Brunetti had seen enough anger in his life and in his career to know that this was the real thing. Saying nothing, he left the office and went down into Campo San Luca. People pushed past him, rushing home for lunch.

Chapter Twenty-Eight

Brunetti’s decision to return to the Questura was an exercise of the power of the will over that of the flesh. He was closer to home than to the Questura, and he wanted only to go there, shower, and think about things other than the inescapable consequences of what had just happened. Unsummoned, he had burst violently into the office of one of the most powerful men in the city, terrorizing his secretary and making it clear, by his explanation of his behaviour, that he assumed Santomauro’s guilty involvement with Malfatti and the manipulation of the accounts of the Lega. All of the good will he had, however spuriously, accumulated with Patta during the last weeks would be as of nothing in the face of a protest from a man of Santomauro’s stature.

And now, with Ravanello dead, all hope of a case against Santomauro had vanished, for the only person who might implicate Santomauro was Malfatti; his guilt in Ravanello’s death would render worthless any accusation he might make against Santomauro.

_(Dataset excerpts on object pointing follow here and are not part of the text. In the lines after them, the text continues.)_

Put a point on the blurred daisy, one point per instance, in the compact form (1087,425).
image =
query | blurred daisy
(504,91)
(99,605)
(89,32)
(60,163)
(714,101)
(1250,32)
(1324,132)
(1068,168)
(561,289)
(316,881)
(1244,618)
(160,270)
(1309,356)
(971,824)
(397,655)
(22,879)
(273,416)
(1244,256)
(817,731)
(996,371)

It would come, Brunetti realized, to a choice between Malfatti’s and Santomauro’s stories; he needed neither wit nor prescience to know which was stronger.

When Brunetti got there, he found the Questura in tumult. Three uniformed officers huddled together in the lobby, and the people on the long line at the Ufficio Stranieri crowded together in a babble of different languages. ‘They brought him in, sir,’ one of the guards said when he saw Brunetti.

‘Who?’ he asked, not daring to hope.

‘Malfatti.’

‘How?’

‘The men waiting at his mother’s. He showed up at the door about half an hour ago, and they got him even before she could let him in.’

‘Was there any trouble?’

‘One of the men who was there said that he tried to run when he saw them, but as soon as he realized there were four of them, he just gave up and went along quietly.’

‘Four?’

‘Yes, sir. Vianello called and told us to send more men. They were just arriving when Malfatti showed up. They didn’t even have time to get inside, just got there and found him at the door.’

‘Where is he?’

‘Vianello had him put in a cell.’

‘I’ll go see him.’

When Brunetti went into the cell, Malfatti recognized him immediately as the man who had thrown him down the steps, but he greeted Brunetti with no particular hostility.

Brunetti pulled a chair away from the wall and sat facing Malfatti, who was lying on the cot, back propped up against the wall. He was a short, stocky man with thick brown hair, features so regular as to make him almost immediately forgettable. He looked like an accountant, not a killer.

‘Well?’ Brunetti began.

‘Well what?’ Malfatti’s voice was completely matter of fact.

‘Well, do you want to do this the easy way or the hard way?’ Brunetti asked imperturbably, just the way the cops on television did.